AI and Machine Learning are changing the face of agriculture as we know it. Advancements in AI and ML are helping farmers take better care of their crops, livestock, and other farm assets. Artificial intelligence (AI) is being used for a wide range of use cases in agriculture. AI is also known as machine learning because it uses algorithms to learn from data and improve over time.
AI for Agricultural Research
Agricultural research is an important part of the development process for agricultural technology. AI has been used for this purpose in the form of image analysis. In this context, AI helps scientists to extract relevant information from images. Apart from producing insights on crops, AI can also be used for mapping, sensor integration, and model training.
With the help of AI, scientists can now conduct complex research tasks faster and more accurately. AI can also be used for analyzing large volumes of data. Using AI in agricultural research is supported by the increasing availability of large datasets. AI can also produce results that can be verified by human experts. This makes it easier to gain approval from regulatory bodies to start new agricultural technologies.
Let’s take an example – a research team is analyzing images and videos of crops to get an idea about their growth. They want to compare the images with reference images to understand how the crop changes over time. A conventional approach would be to manually compare the number of pixels in each image. With AI, researchers can automate this process and get results within minutes. This saves the researchers’ time and gives them an opportunity to study other crops as well.
Artificial Intelligence for Productivity Enhancement
AI can also be used for productivity enhancements in agricultural assets.
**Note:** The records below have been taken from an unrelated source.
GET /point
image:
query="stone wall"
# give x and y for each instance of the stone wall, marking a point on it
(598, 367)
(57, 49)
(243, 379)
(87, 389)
For example, a drone can map the layout of a field and then use sensors to collect data about soil, weather, and other factors that affect crop growth. The data is then analyzed and used to design irrigation or water distribution systems or to make recommendations about pesticides to be sprayed.
The sensors can also be used for monitoring crops and animals. It is estimated that up to 80% of agricultural assets can be monitored using AI. This can be done using sensors that collect data about water, soil, and weather variables, or using satellite images to track assets.
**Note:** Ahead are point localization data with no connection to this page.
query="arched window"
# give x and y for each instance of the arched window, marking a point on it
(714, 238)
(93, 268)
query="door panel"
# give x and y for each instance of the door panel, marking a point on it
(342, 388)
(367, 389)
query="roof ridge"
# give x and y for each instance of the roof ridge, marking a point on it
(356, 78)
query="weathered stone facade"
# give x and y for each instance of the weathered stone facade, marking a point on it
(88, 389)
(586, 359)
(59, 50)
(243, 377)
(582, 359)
The productivity of assets can also be enhanced using AI. For example, a tractor can be programmed to follow a certain route automatically. AI can also be used to analyze data about crops and so on. This can increase the productivity of assets as well as help with resource utilization.
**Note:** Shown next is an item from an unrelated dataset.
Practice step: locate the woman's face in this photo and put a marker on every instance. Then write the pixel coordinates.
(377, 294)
Smart Farming using IoT and ML
AI can be used for smart farming practices. For example, IoT sensors can be used to track crops or animal assets. This helps to understand their health and make decisions about when to sprout seeds or spray water. AI can also be used for analyzing large volumes of data. With the help of ML algorithms, we can get insights about the health of assets or predict their behavior based on environmental factors.
The data collected by IoT sensors and ML algorithms can be used to design smart farming practices such as AI can be used for smart farming practices. For example, AI can be used to suggest a new irrigation system based on the sensors’ data. This can be useful in areas where water resources are scarce.
Robotic Assistance in Farming
AI-assisted robots are gaining popularity in agriculture. These are used for performing tasks that are dangerous or difficult for humans. Let’s take an example – an autonomous robot that is used for weeding crops. It can be programmed to identify plants and weeds. It can also be equipped with sensors that track the soil’s moisture, temperature, and other factors. The robot can use the data from these sensors to perform the weeding task.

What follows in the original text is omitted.